The absence of Ravichandran Ashwin from India's playing XI for the World Test Championship final against Australia remained one of the biggest talking points. Ashwin, who had worked hard to succeed in the tricky English conditions, didn't even find his name on the team sheet, with Ravindra Jadeja taking up the sole spinner's spot. As the match ended in a defeat for India, Ashwin took to social media and posted a lengthy tweet. The veteran cricketer has now opened up on the feeling that prompted him to do so.
"The moment, the final finished I put out a tweet because I realised one thing is that I need closure. The moment I get the closure I can move on. There is no time to hang around. I have understood life a lot better now," said Ashwin in an interview with Indian Express.
When asked about the word 'closure', Ashwin said that he needed it as he wanted to move on and look at the tasks ahead rather than sulking and thinking about what could've happened if he was picked in the team.
"You need to be able to get up and move on. What I am trying to say is I have learned to live life a lot better than I used to. Sometimes I look back and think I have taken too much stress but maybe if I didn't, I might have not been playing cricket for so long. But looking at it, it's taken away my personality it's taken away my character. It's taken away, how I have lived life
Whenever I came back from a tour, I used to go to my academy to bowl because I know I have to keep up my skills. I have never taken a holiday. When I look back, the two years leading Kings XI Punjab and then the Covid years and my struggles, it's been the greatest learning of my life. When I went there as captain, I was this intense person because that was my journey. After I tried to get work done by a lot of other people, I realise my journey need not be necessarily somebody else's journey. It completely relaxed me and flattened me out," he said.
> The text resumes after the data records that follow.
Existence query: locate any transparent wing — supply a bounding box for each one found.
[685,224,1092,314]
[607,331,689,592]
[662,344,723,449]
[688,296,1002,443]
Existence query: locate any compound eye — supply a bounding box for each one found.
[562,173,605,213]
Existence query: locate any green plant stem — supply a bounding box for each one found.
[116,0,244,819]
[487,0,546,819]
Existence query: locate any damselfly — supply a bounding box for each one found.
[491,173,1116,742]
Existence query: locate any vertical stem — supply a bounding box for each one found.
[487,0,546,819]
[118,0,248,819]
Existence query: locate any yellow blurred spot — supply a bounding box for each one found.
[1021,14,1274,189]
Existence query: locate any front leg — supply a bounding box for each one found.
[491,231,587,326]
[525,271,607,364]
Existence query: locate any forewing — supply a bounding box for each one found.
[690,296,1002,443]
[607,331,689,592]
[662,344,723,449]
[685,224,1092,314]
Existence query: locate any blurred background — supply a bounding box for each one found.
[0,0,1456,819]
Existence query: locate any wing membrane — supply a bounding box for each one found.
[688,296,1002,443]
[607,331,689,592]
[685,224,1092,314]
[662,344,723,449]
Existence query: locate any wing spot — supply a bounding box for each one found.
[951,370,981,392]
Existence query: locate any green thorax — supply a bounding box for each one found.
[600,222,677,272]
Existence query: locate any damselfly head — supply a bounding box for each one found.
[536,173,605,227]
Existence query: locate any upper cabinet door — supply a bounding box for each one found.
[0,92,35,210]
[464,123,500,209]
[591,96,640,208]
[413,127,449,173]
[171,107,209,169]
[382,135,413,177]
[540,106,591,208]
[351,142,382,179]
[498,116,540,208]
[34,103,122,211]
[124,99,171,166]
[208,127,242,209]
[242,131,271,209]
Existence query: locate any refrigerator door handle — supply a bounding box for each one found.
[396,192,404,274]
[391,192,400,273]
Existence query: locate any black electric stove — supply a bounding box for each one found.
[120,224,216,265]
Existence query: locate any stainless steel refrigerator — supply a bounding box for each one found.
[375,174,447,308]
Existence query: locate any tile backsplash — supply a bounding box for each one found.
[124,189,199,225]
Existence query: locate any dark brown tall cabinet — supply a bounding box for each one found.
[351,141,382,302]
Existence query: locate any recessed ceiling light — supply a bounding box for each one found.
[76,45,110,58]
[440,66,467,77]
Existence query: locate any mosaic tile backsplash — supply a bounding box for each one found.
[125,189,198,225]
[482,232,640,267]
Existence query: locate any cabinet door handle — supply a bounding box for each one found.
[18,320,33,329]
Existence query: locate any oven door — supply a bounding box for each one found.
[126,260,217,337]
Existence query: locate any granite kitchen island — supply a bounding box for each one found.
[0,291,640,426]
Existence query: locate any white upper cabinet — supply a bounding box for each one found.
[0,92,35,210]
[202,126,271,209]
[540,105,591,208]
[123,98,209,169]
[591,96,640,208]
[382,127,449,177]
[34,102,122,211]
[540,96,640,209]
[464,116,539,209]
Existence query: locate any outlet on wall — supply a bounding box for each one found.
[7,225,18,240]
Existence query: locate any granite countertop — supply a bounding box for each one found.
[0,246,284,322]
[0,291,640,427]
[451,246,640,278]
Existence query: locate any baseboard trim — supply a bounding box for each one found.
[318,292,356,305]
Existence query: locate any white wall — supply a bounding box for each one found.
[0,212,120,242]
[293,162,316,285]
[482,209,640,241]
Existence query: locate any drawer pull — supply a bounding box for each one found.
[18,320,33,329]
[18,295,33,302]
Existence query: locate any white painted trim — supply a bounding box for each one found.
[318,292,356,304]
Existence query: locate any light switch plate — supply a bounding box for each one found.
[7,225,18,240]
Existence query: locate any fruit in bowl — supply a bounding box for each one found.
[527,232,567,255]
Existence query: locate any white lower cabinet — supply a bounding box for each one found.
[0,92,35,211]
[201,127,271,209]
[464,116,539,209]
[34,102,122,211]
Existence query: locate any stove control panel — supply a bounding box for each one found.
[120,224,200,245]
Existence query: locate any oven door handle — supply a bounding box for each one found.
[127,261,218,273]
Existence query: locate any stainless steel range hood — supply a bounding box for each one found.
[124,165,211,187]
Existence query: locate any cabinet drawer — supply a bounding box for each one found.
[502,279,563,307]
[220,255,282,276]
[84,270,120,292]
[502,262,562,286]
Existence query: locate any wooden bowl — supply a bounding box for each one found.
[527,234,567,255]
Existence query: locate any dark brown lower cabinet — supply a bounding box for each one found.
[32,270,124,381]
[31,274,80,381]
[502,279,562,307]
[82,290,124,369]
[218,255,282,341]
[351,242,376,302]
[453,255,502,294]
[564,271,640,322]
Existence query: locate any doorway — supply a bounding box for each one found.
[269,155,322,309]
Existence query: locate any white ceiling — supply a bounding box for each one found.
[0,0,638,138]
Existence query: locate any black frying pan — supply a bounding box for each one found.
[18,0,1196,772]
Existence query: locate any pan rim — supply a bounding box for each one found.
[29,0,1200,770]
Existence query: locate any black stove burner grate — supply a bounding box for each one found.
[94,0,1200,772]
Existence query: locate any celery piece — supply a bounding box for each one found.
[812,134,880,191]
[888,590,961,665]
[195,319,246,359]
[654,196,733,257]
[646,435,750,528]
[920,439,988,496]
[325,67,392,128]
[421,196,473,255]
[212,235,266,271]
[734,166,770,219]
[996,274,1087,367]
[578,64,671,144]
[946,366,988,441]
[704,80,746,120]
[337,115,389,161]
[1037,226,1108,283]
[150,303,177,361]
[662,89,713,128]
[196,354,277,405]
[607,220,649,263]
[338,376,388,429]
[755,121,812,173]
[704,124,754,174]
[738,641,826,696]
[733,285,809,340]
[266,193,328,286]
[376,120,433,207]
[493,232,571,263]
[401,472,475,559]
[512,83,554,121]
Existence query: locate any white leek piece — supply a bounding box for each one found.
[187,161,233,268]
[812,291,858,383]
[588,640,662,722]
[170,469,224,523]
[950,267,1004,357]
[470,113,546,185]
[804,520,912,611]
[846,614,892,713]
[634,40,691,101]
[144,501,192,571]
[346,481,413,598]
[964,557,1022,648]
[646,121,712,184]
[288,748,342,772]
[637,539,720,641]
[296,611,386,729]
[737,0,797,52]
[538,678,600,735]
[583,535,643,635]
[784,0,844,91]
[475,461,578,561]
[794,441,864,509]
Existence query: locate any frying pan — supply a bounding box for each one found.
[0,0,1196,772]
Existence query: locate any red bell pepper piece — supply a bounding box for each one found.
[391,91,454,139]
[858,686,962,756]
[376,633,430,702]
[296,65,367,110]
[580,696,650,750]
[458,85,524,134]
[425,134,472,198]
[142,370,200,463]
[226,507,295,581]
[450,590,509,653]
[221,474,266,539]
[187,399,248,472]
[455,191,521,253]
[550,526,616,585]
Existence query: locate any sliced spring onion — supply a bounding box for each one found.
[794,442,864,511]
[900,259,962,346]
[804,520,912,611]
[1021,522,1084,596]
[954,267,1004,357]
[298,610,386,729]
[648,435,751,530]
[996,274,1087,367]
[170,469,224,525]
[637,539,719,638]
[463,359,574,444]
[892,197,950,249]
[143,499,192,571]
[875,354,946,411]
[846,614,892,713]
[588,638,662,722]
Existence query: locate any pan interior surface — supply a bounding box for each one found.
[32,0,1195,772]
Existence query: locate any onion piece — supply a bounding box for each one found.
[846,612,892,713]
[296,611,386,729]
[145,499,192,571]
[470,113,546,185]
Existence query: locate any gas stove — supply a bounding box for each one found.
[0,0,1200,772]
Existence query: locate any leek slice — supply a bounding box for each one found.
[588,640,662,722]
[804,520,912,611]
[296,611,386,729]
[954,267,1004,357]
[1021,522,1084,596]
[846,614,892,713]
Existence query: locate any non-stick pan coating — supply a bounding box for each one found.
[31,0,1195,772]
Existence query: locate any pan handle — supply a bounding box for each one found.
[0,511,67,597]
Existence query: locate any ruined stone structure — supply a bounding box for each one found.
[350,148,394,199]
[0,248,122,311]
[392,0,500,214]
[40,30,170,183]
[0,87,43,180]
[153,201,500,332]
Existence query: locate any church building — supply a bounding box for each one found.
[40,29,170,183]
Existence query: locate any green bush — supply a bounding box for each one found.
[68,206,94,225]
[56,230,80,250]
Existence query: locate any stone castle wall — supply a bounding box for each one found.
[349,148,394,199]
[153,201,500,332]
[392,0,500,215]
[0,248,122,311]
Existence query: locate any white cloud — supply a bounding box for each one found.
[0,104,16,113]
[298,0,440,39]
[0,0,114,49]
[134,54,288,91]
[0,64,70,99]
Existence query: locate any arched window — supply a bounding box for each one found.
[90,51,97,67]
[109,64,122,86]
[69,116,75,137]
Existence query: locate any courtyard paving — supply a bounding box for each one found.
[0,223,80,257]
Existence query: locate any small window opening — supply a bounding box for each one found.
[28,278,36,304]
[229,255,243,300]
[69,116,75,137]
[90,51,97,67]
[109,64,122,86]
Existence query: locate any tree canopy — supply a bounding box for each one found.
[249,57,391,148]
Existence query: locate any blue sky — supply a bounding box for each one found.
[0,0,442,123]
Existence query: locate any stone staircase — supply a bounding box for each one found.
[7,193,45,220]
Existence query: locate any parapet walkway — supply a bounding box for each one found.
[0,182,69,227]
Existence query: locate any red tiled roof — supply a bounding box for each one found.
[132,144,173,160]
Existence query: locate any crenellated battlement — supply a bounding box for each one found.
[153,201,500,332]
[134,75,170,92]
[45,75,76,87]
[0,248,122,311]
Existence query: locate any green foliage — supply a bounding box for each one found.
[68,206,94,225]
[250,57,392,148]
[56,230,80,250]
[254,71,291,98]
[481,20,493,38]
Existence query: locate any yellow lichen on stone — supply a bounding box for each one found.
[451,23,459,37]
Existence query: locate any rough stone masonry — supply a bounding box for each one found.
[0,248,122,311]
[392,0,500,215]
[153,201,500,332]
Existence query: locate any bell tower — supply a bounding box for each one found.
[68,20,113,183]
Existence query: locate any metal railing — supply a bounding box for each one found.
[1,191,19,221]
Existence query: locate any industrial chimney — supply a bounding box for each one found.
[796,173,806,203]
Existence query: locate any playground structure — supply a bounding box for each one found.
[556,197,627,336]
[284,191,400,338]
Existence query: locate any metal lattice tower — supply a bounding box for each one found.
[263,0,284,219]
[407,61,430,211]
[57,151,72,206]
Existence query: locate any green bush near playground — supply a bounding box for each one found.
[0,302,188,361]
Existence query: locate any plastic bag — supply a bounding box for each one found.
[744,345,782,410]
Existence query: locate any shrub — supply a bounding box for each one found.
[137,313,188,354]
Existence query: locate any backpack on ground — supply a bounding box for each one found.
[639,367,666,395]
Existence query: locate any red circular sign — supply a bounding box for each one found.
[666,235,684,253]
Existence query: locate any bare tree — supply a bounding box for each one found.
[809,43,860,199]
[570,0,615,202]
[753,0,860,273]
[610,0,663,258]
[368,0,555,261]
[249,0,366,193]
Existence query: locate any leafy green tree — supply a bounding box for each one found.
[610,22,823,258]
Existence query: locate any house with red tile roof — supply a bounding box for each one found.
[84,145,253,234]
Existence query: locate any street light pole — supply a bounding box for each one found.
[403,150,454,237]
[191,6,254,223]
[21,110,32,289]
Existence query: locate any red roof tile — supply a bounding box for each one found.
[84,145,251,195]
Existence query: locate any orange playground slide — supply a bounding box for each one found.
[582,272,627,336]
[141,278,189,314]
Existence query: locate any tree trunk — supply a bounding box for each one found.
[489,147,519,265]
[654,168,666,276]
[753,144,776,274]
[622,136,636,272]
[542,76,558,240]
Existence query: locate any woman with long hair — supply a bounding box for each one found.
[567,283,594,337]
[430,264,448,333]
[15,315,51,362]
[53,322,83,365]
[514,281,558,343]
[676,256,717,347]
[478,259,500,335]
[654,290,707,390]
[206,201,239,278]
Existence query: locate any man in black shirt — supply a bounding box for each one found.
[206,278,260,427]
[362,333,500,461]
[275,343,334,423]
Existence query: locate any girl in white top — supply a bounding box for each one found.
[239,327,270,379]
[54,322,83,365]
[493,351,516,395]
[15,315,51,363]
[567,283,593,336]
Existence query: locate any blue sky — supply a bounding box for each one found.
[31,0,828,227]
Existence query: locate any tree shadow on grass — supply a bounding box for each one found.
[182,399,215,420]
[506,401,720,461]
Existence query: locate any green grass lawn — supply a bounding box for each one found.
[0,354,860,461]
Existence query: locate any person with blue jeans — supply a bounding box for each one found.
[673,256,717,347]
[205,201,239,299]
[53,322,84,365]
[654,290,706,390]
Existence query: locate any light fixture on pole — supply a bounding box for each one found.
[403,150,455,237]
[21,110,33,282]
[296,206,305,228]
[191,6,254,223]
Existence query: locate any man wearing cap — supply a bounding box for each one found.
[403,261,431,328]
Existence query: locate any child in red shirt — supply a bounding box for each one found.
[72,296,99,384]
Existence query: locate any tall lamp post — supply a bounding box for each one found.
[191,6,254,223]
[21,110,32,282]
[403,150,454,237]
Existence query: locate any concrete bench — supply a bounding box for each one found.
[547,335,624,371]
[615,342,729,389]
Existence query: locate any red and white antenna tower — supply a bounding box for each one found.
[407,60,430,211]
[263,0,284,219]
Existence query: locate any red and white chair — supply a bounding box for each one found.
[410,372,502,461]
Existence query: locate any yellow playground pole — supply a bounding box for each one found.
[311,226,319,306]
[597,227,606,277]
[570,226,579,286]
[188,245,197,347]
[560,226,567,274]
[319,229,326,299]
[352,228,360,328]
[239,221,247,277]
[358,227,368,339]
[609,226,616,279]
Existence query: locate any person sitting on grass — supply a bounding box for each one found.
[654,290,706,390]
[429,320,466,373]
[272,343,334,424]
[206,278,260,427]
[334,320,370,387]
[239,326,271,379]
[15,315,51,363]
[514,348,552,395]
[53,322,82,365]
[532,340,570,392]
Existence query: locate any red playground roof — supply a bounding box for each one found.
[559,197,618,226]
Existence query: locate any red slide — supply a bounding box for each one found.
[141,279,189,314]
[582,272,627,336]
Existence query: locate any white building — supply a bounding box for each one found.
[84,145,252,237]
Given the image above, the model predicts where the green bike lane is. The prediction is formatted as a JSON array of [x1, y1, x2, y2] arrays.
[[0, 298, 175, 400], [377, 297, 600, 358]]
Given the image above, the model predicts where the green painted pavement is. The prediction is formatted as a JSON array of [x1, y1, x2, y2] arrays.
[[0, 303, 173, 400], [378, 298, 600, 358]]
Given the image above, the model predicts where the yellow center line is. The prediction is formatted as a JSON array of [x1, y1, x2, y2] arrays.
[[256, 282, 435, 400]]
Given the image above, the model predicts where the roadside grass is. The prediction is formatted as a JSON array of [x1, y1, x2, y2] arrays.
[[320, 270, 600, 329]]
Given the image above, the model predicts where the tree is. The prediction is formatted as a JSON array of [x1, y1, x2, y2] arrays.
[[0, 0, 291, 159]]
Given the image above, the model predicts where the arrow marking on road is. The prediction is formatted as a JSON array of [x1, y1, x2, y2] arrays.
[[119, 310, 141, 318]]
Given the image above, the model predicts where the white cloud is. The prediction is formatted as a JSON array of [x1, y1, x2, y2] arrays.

Ashwin said that he didn't want to give his situation any sympathy, and hence, decided to post that tweet and move on to focus on his next challenge, the Tamil Nadu Premier League.
"I have got no sympathy for my journey. It's very easy for me to go back and say, okay, this didn't happen for me or something happened for him. I don't give myself one second of sympathy. That's why I put that tweet because I wanted closure. I hated the fact that people are giving me sympathy, I just couldn't take it anymore.
"In this social media age, you don't play and sometimes you are bigger than if you had played the game, right? People are talking, 'if he had played we would have won'. I am not sure if I had played, we would have won. I would have given my best and I definitely think I gave myself the best opportunity to succeed there. I also think I earned my stripes. That's all I can do. But the moment it got done, I just wanted to move on and focus on the TNPL for Dindigul Dragons," said the versatile spinner.